The paper is readable and mostly well-structured, but there are recurring typos and phrasing issues (e.g., “reprehensibility” vs “reproducibility,” inconsistent capitalization, minor grammatical errors) that should be corrected for clarity and polish in a journal version. Figures and tables are informative, although some legends and axis labels could be improved to better emphasize absolute and relative gains, thereby guiding readers to the key takeaways more quickly.
The pipeline consists of candidate generation through diverse beam search using fine-tuned large language models (LLMs), subgraph extraction from a local Wikidata dump with igraph, and feature engineering, which includes graph statistics, text concatenations, and Graph2Text variants. The training and evaluation of a ranker is done using Hits@N.
It is notable that text and Graph2Text signals are the most important features, with PageRank being a key graph feature. This suggests that textual data is more influential than structural features, underscoring the need for further studies on the role of subgraph structure in comparison to text alone, as well as testing on out-of-domain knowledge graph question answering (KGQA) benchmarks.

Strengths
+Clear and modular pipeline featuring subgraph mining, feature extraction, and multiple rankers, allowing for careful comparisons and analyses of feature importance across candidate LLMs.

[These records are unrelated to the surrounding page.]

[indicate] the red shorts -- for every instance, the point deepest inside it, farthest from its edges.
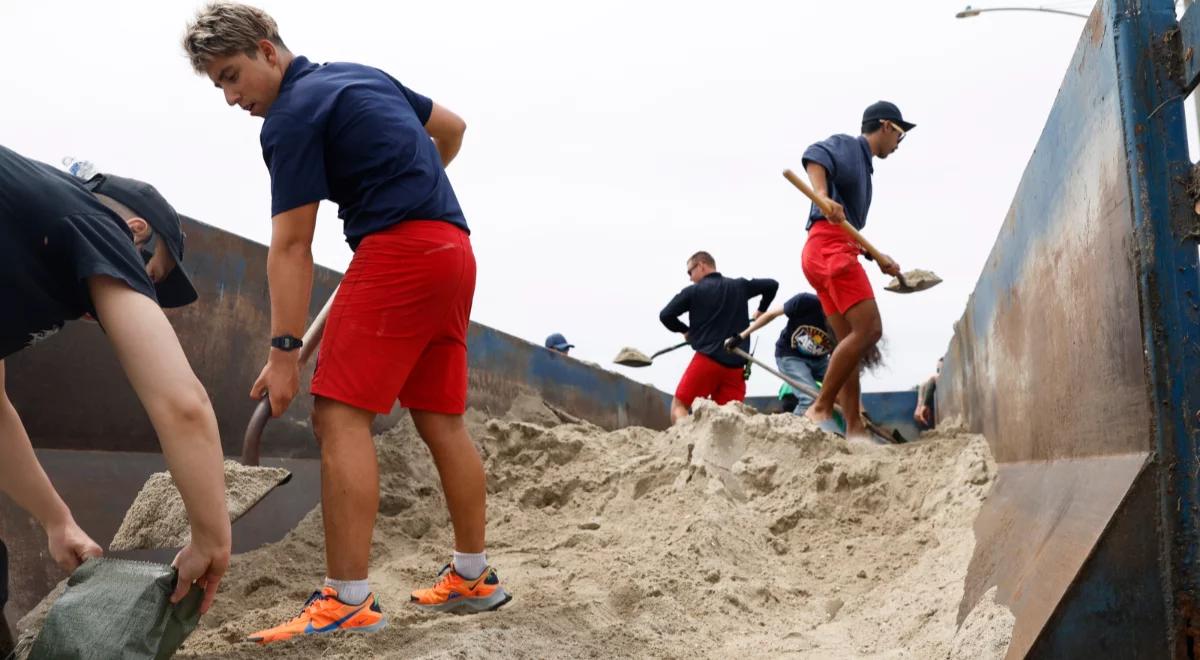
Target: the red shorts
(831, 264)
(707, 378)
(399, 323)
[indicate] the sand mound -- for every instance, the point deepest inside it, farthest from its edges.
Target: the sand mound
(730, 534)
(157, 517)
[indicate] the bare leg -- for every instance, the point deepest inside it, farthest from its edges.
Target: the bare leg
(857, 330)
(349, 486)
(462, 475)
(678, 411)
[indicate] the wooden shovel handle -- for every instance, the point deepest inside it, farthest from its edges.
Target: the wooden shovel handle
(847, 227)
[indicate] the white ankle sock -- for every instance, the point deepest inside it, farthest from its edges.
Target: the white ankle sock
(469, 564)
(351, 592)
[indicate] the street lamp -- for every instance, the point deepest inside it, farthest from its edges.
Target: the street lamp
(972, 12)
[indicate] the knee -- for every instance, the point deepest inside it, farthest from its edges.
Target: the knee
(874, 331)
(322, 423)
(190, 405)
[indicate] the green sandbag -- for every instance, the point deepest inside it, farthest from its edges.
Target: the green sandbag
(118, 609)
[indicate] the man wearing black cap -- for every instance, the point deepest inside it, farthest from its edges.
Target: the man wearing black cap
(109, 249)
(840, 169)
(558, 343)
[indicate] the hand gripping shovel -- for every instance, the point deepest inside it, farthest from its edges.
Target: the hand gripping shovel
(635, 358)
(907, 282)
(876, 430)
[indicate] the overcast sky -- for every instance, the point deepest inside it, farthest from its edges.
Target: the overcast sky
(606, 142)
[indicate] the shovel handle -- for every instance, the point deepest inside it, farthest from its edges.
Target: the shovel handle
(253, 439)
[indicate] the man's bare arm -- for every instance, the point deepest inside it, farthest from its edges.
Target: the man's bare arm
(447, 130)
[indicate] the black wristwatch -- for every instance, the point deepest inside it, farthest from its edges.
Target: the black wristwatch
(286, 342)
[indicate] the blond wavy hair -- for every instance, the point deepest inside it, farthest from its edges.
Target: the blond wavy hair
(223, 29)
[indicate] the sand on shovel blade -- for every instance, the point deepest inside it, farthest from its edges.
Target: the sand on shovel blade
(631, 358)
(157, 517)
(917, 280)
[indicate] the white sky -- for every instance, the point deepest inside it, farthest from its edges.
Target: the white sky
(606, 141)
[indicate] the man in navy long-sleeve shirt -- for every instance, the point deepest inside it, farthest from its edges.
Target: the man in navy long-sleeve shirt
(717, 310)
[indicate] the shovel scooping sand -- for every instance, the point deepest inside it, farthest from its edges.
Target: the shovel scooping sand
(905, 282)
(630, 357)
(157, 519)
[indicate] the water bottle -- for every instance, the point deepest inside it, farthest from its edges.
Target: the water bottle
(83, 169)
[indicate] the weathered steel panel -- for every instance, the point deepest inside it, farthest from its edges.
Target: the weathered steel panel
(1077, 355)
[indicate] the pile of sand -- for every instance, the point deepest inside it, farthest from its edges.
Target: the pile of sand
(157, 517)
(730, 534)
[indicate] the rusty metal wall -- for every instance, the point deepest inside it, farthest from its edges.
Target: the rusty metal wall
(1077, 358)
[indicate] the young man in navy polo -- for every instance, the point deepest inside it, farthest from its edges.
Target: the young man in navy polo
(840, 169)
(109, 249)
(717, 310)
(397, 329)
(803, 348)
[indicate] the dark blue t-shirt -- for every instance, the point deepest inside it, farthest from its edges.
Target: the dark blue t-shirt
(355, 136)
(54, 235)
(798, 339)
(849, 168)
(717, 310)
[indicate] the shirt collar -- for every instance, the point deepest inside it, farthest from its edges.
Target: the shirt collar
(299, 64)
(867, 149)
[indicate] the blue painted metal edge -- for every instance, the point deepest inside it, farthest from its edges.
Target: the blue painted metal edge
(1156, 143)
(1189, 34)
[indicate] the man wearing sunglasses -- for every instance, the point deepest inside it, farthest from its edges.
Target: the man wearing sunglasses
(840, 169)
(717, 309)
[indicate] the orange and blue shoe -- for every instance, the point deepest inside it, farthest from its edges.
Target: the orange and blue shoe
(324, 613)
(453, 593)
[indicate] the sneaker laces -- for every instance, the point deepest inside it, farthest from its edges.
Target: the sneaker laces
(310, 605)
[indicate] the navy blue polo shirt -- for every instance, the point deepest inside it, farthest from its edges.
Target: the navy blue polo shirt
(803, 311)
(849, 168)
(355, 136)
(717, 310)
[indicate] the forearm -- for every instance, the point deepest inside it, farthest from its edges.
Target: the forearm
(448, 147)
(817, 177)
(289, 280)
(22, 477)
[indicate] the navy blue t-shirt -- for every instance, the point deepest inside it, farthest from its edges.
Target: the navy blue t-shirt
(717, 310)
(355, 136)
(849, 168)
(804, 313)
(54, 234)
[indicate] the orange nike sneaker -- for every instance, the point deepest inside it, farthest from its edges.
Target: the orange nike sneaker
(454, 593)
(324, 613)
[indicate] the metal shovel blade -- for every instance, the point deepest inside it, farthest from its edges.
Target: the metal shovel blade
(913, 281)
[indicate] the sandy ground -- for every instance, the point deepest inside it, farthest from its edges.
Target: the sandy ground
(732, 534)
(157, 517)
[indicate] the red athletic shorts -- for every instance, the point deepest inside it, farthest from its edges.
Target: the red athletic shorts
(831, 264)
(705, 377)
(399, 323)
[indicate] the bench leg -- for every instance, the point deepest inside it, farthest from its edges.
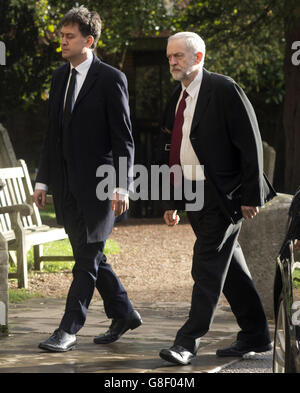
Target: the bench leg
(22, 270)
(38, 253)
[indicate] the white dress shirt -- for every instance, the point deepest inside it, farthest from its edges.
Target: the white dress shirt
(190, 164)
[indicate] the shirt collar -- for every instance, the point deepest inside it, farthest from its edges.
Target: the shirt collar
(193, 87)
(83, 67)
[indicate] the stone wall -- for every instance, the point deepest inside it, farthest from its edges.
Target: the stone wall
(261, 239)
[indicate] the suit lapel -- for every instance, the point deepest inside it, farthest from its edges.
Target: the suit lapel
(89, 81)
(171, 109)
(203, 99)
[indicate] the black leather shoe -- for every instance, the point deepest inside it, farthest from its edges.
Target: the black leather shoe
(118, 327)
(239, 348)
(60, 341)
(177, 355)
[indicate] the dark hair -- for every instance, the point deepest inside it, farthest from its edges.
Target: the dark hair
(89, 22)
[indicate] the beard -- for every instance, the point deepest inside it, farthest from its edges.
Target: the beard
(180, 74)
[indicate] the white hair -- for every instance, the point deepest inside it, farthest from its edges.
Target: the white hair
(193, 42)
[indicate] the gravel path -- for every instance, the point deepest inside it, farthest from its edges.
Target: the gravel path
(154, 263)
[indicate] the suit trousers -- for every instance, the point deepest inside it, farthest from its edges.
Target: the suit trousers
(90, 270)
(219, 265)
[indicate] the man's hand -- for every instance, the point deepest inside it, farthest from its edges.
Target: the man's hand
(120, 203)
(249, 211)
(171, 217)
(39, 198)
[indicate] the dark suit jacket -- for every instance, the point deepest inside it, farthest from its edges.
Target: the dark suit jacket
(227, 141)
(99, 133)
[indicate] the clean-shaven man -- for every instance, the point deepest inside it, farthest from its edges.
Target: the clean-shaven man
(214, 125)
(88, 126)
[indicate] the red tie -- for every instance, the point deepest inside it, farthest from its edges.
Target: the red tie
(177, 134)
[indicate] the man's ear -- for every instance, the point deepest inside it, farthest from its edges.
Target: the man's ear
(90, 41)
(199, 56)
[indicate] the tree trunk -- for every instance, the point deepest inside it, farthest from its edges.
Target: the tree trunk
(291, 115)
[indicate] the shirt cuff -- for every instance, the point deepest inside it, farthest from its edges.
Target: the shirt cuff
(41, 186)
(123, 194)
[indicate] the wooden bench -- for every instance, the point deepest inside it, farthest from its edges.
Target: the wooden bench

+Consistent empirical progress on Mintaka, with thorough reporting across feature types and models, along with a practical web tool to visualize subgraphs and provide graph-to-text explanations.
+Insightful observations regarding feature importance, such as the contribution of PageRank and the prominence of text/Graph2Text signals, can guide future hybrid designs.

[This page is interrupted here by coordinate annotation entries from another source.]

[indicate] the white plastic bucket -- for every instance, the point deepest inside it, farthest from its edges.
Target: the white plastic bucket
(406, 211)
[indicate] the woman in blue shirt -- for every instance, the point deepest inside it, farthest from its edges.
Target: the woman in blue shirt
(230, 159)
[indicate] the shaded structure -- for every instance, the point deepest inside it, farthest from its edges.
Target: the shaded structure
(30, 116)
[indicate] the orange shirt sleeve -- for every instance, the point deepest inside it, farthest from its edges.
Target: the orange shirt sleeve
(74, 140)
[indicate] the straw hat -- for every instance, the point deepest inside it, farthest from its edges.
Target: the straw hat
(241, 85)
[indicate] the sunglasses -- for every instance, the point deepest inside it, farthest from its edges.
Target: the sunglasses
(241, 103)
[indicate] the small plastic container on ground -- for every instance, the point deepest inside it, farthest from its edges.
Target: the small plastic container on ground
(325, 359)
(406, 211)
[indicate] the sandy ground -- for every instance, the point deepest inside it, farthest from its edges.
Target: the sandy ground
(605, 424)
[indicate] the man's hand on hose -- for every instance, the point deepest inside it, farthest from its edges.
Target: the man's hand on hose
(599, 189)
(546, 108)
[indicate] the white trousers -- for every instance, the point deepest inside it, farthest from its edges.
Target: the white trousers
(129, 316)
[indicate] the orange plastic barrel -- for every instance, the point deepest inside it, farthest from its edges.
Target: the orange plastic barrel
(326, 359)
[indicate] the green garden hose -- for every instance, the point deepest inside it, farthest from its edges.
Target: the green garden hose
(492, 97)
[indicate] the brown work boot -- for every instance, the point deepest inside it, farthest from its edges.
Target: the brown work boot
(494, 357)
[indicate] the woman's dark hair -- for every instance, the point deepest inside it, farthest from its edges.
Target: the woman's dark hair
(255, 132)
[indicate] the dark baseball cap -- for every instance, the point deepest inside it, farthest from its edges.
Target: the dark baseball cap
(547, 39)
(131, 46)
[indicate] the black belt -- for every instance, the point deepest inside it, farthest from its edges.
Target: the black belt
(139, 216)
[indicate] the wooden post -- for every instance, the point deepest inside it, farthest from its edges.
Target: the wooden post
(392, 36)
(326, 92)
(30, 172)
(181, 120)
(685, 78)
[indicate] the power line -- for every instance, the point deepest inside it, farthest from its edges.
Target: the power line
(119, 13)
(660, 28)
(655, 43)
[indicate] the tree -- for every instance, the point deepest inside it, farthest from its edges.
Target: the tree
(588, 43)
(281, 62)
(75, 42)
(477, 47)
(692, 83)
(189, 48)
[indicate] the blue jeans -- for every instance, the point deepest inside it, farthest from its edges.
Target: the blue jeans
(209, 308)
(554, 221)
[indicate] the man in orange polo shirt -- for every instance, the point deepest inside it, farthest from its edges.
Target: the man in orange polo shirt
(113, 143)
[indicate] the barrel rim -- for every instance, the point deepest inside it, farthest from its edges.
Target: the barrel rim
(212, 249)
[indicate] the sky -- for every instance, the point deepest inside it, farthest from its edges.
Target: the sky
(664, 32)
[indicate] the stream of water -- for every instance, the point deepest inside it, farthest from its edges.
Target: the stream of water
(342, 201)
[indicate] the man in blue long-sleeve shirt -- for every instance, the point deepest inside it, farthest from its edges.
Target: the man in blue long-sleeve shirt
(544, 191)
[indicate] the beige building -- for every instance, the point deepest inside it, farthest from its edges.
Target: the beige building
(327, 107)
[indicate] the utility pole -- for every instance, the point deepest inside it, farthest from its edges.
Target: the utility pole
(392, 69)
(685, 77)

Weaknesses and required revisions
-Limited evaluation scope: primarily focused on Mintaka, excluding yes/no and count types. Add at least one more standard KGQA dataset and report on all question types, including rationale and handling strategy for each.
-Baseline coverage: compare with more advanced agentic/reasoning or retrieval-reranking KBQA systems in addition to classic baselines to better contextualize gains, and incorporate relevant non-LLM graph-centric baselines.
-Structural versus textual contributions: Provide detailed ablation studies demonstrating how structural features alone improve performance compared to text-only ranking. This should include stress tests where text similarity may be misleading, but graph evidence assists in disambiguation.
-Reproducibility package: release precomputed subgraphs, Graph2Text outputs, configuration files, seeds, trained rankers, and figure generation notebooks as a versioned archive with a stable DOI. Include a single reproducibility script to regenerate key tables and figures from the artifacts.
-Revise for typos and inconsistencies, enhance figure captions to highlight absolute improvements and include error bars where relevant, and streamline the contributions section to reduce overlap with the phrasing of prior work.